An Australian research team finds women with a high maternal BMI or disadvantaged background are less likely to breastfeed.
Australian mothers with a high BMI and those from disadvantaged backgrounds are less likely to breastfeed than their peers, prompting calls for more healthcare and government support.
Despite the WHO’s recommendation that infants are exclusively breastfed until six months of age, less than 20% of children born to Australian women living in rural or regional Australia meet that target.
While breastfeeding is known to be less common among heavier women, it is unclear what role sociodemographic, antenatal, intrapartum or postpartum factors play in this association.
To study this, researchers analysed routinely collected, de-identified maternal data from a hospital in regional Victoria.
All data was collected from electronic hospital records, which captured mandatory variables recorded by hospital staff prior to the mother’s discharge.
The eight-year study period included data on roughly 7,500 women and 10,200 births. More than half of these mothers were obese or morbidly obese in 2010, and this proportion grew by 13% by the study end.
The researchers found that rates of breastfeeding jumped from 82% in 2010 to 87% in 2017.
“Compared with women who breastfed, women who did not breastfeed were younger, belonged to lower socioeconomic classes, had higher BMI, smoked more, had more comorbid conditions and were less likely to deliver vaginally,” the authors wrote in the BMJ.
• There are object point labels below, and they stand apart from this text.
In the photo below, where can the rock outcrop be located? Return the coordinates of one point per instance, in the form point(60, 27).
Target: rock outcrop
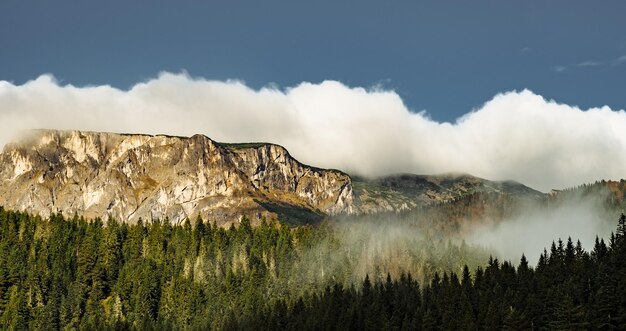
point(129, 177)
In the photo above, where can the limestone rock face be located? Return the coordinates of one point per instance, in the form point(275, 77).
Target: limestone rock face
point(157, 177)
Although breast feeding did increase over time in all populations, the lowest proportions were consistently found among the obese and morbidly obese mothers.
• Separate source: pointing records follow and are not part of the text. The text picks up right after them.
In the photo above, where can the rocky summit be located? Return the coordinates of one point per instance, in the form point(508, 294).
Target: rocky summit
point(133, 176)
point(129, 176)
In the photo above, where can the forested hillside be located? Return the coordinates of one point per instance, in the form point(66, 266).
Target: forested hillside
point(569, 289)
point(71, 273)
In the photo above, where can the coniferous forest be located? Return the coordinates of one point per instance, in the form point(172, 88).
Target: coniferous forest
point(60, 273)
The study found 85% of women within a normal BMI-range initiated breastfeeding while in hospital, but this proportion shrank to 77% among those with a BMI of 30 or more, 73% for those with a BMI of 35 or more and just 60% in mothers with a BMI of 40 or more.
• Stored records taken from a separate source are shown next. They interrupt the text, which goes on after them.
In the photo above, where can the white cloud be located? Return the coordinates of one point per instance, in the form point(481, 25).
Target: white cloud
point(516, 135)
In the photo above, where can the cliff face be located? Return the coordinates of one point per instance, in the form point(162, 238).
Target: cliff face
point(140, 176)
They also found breastfeeding occurred less among teen mothers, the most socioeconomically disadvantaged, former or current smokers, Indigenous Australian or Torres Strait Islanders, women who had four or more children and those with an underweight infant.
Unlike BMI, lower socioeconomic status was not always linked to lower breastfeeding rates.
Maternal and neonatal conditions alone couldn’t explain the link between BMI and breastfeeding, the authors wrote.
“In addition to the high risk of maternal and infant complications secondary to maternal obesity, large women are more likely to experience physical difficulties with attaching their newborn to their breasts and to have delayed lactogenesis and low milk supply,” the authors said.
The authors called for specific interventions aimed at high BMI patients to improve breastfeeding rates, especially those designed to help preconception weight loss.
However, they stressed that the onus for promoting and supporting breastfeeding rests on the wider healthcare community, especially in regional areas.
“A regional healthcare context demands the identification of obese women accessing maternity services as a high-risk group to be targeted for directed, strategic interventions to support breastfeeding,” the authors said.
“Effectively managing maternal obesity among the most socioeconomically disadvantaged would have a direct and positive impact on maternal health of this vulnerable group and the perinatal sequelae that follow.”
“Fundamental to improvements in breastfeeding and breastfeeding rates is the recognition that promoting and supporting breastfeeding ‘is a collective societal responsibility’.”